Government Services had been hit by the robodebt disaster and the NDIS had been neglected to disrepair by the former Liberal government for nearly a decade.
The very peculiar thing about the Liberals was that on the one hand they went out of their way to force the illegal robodebt scheme onto innocent Australians, dealing out fake debts to bolster their coffers. On the other, they let criminals in the backdoor of the NDIS to steal taxpayers money, only to blame people with disability for “wanting” too much when they needed to explain their botched management.
It was a “damned if you do, damned if you don’t” approach to governing — cavalier and careless at its core.
Immediately upon winning government, Labor set up the royal commission into robodebt.
On Monday, the Albanese Government agreed, or has agreed in principle, to all 56 recommendations made by Commissioner Catherine Holmes.
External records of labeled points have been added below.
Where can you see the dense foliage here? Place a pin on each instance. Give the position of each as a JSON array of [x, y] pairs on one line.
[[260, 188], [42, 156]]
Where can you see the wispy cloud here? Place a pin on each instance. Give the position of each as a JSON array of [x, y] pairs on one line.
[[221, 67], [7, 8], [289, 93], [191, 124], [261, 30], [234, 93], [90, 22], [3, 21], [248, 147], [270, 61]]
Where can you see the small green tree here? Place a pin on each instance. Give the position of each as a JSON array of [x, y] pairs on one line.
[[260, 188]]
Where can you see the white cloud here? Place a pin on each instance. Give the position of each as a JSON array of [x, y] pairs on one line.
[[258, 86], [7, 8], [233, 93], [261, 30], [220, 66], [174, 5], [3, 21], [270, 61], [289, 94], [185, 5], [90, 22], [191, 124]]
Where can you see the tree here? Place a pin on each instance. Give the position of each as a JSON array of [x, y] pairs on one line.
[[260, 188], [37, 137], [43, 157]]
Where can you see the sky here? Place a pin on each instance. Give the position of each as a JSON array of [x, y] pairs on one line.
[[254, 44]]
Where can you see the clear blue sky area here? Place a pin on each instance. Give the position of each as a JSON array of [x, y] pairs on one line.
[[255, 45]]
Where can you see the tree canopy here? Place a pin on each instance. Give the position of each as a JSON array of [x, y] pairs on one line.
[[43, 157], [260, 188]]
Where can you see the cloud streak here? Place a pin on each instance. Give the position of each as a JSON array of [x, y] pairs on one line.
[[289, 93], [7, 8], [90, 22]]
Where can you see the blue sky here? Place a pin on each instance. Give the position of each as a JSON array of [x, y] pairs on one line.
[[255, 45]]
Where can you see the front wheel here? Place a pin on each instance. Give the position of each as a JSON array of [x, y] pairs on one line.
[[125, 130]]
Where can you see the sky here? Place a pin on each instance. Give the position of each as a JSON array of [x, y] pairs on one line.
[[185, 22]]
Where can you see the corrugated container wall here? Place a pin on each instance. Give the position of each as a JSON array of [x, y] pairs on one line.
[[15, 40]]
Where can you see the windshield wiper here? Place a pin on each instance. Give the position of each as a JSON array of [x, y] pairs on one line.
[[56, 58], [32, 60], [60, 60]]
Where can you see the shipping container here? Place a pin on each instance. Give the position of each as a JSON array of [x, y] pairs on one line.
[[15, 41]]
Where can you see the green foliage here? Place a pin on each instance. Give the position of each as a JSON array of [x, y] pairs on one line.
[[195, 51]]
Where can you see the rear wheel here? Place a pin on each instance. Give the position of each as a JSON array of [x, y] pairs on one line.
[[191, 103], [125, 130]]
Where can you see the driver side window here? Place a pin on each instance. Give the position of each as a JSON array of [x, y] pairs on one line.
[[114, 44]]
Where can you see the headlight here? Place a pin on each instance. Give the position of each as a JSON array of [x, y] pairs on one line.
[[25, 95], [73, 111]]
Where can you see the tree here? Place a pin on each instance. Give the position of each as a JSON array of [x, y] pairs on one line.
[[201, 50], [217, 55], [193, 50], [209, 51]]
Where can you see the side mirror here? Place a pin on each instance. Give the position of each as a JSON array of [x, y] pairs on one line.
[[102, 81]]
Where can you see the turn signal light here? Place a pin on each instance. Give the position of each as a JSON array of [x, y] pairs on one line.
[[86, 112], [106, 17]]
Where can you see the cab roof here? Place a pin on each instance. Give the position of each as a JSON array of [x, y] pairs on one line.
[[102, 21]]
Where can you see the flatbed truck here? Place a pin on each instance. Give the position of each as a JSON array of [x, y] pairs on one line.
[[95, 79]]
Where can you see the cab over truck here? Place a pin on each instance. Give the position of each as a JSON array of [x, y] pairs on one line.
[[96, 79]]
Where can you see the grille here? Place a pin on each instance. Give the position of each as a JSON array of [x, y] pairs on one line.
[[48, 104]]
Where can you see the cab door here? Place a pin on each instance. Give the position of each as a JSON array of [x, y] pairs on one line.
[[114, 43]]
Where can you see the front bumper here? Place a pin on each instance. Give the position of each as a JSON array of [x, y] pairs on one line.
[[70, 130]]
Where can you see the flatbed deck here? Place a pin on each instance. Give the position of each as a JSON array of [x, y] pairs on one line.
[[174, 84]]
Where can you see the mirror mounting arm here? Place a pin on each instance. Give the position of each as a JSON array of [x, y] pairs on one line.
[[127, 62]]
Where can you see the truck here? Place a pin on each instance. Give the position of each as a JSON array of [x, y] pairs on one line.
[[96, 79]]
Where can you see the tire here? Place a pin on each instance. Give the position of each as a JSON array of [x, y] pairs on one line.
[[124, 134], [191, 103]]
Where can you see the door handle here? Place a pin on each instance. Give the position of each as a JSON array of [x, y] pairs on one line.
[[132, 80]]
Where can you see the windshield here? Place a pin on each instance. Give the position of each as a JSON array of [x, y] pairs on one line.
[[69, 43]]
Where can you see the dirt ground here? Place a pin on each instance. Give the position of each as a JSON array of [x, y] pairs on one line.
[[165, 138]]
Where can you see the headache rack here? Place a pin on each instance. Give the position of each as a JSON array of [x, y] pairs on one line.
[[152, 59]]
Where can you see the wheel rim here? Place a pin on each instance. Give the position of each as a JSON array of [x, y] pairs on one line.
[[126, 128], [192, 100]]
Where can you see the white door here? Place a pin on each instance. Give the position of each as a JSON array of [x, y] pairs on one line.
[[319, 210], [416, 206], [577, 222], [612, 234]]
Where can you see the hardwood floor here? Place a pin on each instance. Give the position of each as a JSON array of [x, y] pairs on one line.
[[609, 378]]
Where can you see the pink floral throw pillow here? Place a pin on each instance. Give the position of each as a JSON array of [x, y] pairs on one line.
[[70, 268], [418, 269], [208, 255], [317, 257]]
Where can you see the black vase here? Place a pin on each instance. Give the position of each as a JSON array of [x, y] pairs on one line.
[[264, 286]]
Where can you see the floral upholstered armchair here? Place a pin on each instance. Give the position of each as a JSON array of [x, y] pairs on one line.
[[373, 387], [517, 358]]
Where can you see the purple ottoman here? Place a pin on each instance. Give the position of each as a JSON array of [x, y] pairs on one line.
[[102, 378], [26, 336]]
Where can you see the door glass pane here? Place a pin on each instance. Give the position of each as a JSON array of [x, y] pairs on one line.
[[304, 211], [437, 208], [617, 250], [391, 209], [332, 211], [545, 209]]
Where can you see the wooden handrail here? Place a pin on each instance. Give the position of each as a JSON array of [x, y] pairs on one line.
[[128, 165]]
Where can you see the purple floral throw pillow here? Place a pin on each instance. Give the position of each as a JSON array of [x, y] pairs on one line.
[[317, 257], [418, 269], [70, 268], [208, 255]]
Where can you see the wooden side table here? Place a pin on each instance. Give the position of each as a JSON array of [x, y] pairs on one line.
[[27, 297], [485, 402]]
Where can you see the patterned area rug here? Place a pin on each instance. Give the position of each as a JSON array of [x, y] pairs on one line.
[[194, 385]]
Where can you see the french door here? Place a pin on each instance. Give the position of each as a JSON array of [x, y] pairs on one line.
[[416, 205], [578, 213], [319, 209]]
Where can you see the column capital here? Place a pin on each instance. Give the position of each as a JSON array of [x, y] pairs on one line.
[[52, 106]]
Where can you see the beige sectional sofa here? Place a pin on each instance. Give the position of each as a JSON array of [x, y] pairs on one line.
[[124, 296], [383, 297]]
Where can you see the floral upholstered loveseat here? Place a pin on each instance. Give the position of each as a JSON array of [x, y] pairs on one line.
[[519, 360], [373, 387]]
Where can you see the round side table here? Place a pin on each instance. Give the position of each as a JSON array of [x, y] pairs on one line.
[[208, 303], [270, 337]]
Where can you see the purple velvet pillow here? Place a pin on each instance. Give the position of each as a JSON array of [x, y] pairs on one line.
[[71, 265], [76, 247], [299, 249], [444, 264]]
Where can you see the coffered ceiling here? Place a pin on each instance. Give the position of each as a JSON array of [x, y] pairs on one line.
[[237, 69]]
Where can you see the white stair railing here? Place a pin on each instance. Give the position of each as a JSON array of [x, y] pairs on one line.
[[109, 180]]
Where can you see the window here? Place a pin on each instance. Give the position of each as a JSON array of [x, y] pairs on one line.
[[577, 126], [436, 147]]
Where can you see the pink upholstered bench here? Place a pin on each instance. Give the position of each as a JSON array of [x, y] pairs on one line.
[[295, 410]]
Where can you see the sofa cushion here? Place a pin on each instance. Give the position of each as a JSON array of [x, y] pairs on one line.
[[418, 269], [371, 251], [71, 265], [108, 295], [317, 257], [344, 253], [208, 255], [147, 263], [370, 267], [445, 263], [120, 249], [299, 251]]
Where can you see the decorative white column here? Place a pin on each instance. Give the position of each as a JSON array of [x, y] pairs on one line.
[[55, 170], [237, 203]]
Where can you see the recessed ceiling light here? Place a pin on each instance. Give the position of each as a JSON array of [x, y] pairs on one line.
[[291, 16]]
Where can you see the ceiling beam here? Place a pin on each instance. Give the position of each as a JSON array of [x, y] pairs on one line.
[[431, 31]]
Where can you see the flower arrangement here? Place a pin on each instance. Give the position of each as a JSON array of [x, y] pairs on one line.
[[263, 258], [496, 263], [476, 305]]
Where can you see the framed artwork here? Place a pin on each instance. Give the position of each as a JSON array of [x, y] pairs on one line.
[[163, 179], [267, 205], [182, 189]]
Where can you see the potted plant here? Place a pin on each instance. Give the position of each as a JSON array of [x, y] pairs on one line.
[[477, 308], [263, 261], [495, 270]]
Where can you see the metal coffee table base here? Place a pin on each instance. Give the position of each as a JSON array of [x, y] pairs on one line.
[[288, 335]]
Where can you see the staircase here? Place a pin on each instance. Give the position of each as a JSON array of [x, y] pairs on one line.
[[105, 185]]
The royal commission found that “robodebt was a crude and cruel mechanism, neither fair nor legal, and it made many people feel like criminals. In essence, people were traumatised on the off-chance they might owe money. It was a costly failure of public administration, in both human and economic terms”.
The Albanese Government is providing $22.1 million in new funding over four years, and $4.8 million each year ongoing, to implement the commissioner’s recommendations. This follows the announcement of an additional $228 million for Services Australia to improve frontline service delivery and $1 billion in additional funding for Services Australia since October 2022.
Immediately on being sworn in as Minister for the NDIS, I also asked the National Disability Insurance Agency to turbo charge their efforts to fight NDIS fraud.
You see, myself and millions of Australians knew the NDIS was being ripped off by crooks because the Liberals had left the scheme’s back door wide open.
Before the 2021 election, while I was opposition spokesperson for the NDIS, I knew that the Liberals had left the back door open to fraud, but when I became Minister for the NDIS I discovered that not only had they left the back door open, they had laid out a welcome mat and left biscuits and tea out for the crooks to abuse the NDIS.
Too many participants are subjected to fraud or unethical behaviour
To tackle the scammers and fraudsters, one year ago I set up the fraud fusion taskforce.
The taskforce is a partnership between the NDIA, Services Australia and 13 other government agencies, including the Australian Federal Police and the Australian Tax Office, to ensure that every single dollar in the scheme goes to those who need it most, people with disability on the NDIS.
In its first 12 months of operation, the taskforce has tracked down crime syndicates and malicious providers who seek to take advantage of those on the scheme.
This work is broad ranging and fearless. It includes search warrants executed in Western Sydney to catch crooks rorting more than $3 million dollars from the scheme, the dismantling of a fraud syndicate that stole more than $10 million and cracking down on a pair from Adelaide who submitted false claims to scam cash to the tune of nearly half a million dollars.
The Albanese Labor Government provided over $126 million in funding over four years to establish the taskforce, which continues to strengthen fraud detection and better safeguard the NDIS from organised crime and other fraudsters — the strongest signal possible that enough is enough.
In its most recent update, the taskforce reported is has 49 cases under investigation, plus a total of millions and millions of NDIS payments under review.
In its first year, the taskforce has investigated more than 100 cases with over $1 billion under investigation, crooks be warned.
Don’t get me wrong — the vast majority of providers and those who interact with the scheme do the right thing, but for those who don’t, sooner or later they can expect a knock at the front door from the taskforce.
This is what getting things done looks like.
Cleaning up the NDIS extends far beyond the crucial work of the fraud fusion taskforce.
In the 2023-24 Budget, Labor announced more than $900 million to get the NDIS back on track through boosting workforce capability, enabling better planning and flexibility and strengthening supported independent living decisions, among other measures.
This record investment works in step with the taskforce to protect the scheme, improve outcomes for people with disability and above all else, return the NDIS to its former intended glory.
In the coming months, the final report from the NDIS review, which was also set up just over 12 months ago, will be released.
I expect it will recommend further strengthening of the scheme to protect it for participants, now and in the future.